Evolution of Operation, Administration, and Maintenance (OA&M)

There are several functions performed in the PSTN under the common name OA&M. These functions include provisioning (that is, distributing all the necessary software to make systems available for delivering services), billing, maintenance, and ensuring the expected level of quality of service. The scope of the OA&M field is enormous—it deals with transmission facilities, switches, network databases, common channel signaling network elements, and so on. Because of its scope, referring to OA&M as a single task would be as much a generalization as referring to a universal computer application. As we show later in this section, the development of the PSTN OA&M has been evolutionary; as new pieces of equipment and new functions were added to the PSTN, new OA&M functions (and often new pieces of equipment) were created to deal with the administration of these new pieces of equipment and new functions. This development has been posing tremendous administrative problems for network operators. Many hope that as the PSTN and Internet ultimately converge into one network, the operations of the new network will be simpler than they are today.
Initially, all OA&M functions were performed by humans, but they have been progressively becoming automated. In the 1970s, each task associated with a piece of transmission or switching equipment was run by a task-specific application developed only for this task’s purpose. As a result, all applications were developed separately from one another. They had a simple text-based user interface—administrators used teletype terminals connected directly to the entities they administered.
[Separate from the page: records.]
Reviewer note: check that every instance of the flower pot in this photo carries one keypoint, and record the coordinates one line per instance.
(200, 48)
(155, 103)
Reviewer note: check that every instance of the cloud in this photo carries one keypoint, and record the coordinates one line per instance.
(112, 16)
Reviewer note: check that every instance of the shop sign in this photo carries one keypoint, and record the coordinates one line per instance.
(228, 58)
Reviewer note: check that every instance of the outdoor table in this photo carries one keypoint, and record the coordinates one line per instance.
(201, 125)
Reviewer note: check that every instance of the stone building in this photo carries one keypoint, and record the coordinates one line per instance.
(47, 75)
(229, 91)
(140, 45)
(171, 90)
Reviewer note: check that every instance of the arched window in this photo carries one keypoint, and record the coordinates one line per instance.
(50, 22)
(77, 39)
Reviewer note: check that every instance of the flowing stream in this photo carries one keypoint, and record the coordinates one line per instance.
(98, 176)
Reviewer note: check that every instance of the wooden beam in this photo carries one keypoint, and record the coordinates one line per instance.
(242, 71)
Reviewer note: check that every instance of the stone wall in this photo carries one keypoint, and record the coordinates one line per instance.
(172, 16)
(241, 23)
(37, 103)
In the 1980s, many tasks previously performed by humans had become fully automated. The applications were developed to emulate humans (up to the point of the programs exchanging text messages as they would appear on the screen of a teletype terminal). These applications, called operations support systems (OSSs), have been developed for the myriad OA&M functions. In most cases, a computer executing a particular OSS was connected to several systems (such as switches or pieces of transmission equipment) by RS-232 lines, and a crude ad hoc protocol was developed for the purpose of this OSS. Later, these computers served as concentrators, and they were in turn connected to the mainframes executing the OSSs. Often, introduction of a new OSS meant that more computers and more lines to connect the computers to the managed elements were needed.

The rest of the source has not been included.